Enhancing ISQ with an imatrix
Mistral.rs supports enhancing the performance of models quantized with ISQ by collecting an imatix from calibration data. The following quantizations are supported with an imatrix:
Q2KQ3KQ4KQ5KQ6K
What is an imatrix? An imatrix (importance matrix) is generated from data collected during the execution of the model on calibration data. This data is used to enhance the performance of the model by enabling a weighted RMSE minimization when quantizing the tensor. For more information, see the original PR.
Using an imatrix causes the quantization process to take longer as the data must be collected, but there is no inference-time performance decrease.
Note: mistral.rs will automatically generate a .cimatrix file which can be used within mistral.rs as a replacement for a .imatrix file. The primary advantage is the in-situ generation within mistral.rs. The format is incompatible with llama.cpp.

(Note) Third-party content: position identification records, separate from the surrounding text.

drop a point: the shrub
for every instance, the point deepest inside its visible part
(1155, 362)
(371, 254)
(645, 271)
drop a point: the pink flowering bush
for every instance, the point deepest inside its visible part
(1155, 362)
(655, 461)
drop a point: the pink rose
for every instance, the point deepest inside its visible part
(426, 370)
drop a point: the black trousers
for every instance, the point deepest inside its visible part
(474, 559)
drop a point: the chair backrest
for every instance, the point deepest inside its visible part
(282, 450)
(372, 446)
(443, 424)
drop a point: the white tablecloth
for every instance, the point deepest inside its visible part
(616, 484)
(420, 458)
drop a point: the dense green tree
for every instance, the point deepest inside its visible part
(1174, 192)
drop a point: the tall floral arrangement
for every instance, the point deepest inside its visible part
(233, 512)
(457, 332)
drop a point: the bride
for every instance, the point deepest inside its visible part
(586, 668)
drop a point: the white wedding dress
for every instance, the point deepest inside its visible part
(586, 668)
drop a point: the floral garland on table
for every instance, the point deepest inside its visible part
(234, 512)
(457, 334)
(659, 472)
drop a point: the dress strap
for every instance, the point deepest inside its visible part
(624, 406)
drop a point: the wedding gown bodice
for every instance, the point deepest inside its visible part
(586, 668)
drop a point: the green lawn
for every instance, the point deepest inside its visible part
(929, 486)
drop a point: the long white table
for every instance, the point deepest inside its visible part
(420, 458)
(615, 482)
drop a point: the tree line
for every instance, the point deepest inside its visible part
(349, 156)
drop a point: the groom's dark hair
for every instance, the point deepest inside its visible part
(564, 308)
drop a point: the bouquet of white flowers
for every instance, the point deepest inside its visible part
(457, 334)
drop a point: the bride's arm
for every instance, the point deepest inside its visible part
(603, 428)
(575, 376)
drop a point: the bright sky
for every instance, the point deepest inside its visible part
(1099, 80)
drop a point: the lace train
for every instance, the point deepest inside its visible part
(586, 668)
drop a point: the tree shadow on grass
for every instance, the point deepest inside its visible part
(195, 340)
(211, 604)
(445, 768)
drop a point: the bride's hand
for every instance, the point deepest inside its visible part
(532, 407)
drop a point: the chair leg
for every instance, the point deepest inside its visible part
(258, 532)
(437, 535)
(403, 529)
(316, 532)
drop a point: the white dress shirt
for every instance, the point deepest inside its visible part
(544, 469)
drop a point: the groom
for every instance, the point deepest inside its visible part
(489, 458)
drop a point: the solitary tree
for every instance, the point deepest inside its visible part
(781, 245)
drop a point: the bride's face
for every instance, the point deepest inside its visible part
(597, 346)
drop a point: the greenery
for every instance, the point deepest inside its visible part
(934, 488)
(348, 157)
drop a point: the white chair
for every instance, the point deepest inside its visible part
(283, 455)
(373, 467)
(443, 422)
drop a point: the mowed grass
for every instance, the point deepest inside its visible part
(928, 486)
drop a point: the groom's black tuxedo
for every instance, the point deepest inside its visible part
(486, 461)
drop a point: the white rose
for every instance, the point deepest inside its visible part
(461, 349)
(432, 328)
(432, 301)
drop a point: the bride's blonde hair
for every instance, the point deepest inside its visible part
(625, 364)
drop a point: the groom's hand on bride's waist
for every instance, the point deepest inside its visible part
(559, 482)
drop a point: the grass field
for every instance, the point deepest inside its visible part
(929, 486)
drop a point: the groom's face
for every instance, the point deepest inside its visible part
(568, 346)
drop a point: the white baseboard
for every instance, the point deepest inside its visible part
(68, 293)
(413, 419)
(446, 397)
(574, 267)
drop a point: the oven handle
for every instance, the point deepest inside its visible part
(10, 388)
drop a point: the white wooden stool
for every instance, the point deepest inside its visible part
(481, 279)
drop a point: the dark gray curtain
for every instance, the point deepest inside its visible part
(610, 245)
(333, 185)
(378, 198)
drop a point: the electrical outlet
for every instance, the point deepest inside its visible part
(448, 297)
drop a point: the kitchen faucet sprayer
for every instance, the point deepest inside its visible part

To use this, simply specify the calibration data file in the various APIs as detailed below.
With the CLI
mistralrs run --isq 4 -m meta-llama/Llama-3.2-3B-Instruct --calibration-file calibration_data/calibration_datav3_small.txt
With the Rust SDK
You can find this example here.
#![allow(unused)]
fn main() {
let model = TextModelBuilder::new("meta-llama/Llama-3.2-3B-Instruct")
.with_isq(IsqType::Q4K)
.with_calibration_file("calibration_data/calibration_datav3_small.txt".into())
.with_logging()
.with_paged_attn(|| PagedAttentionMetaBuilder::default().build())?
.build()
.await?;
}
With the Python SDK
You can find this example here.
runner = Runner(
which=Which.Plain(
model_id="meta-llama/Llama-3.2-3B-Instruct",
calibration_file="calibration_data/calibration_datav3_small.txt"
),
in_situ_quant="4",
)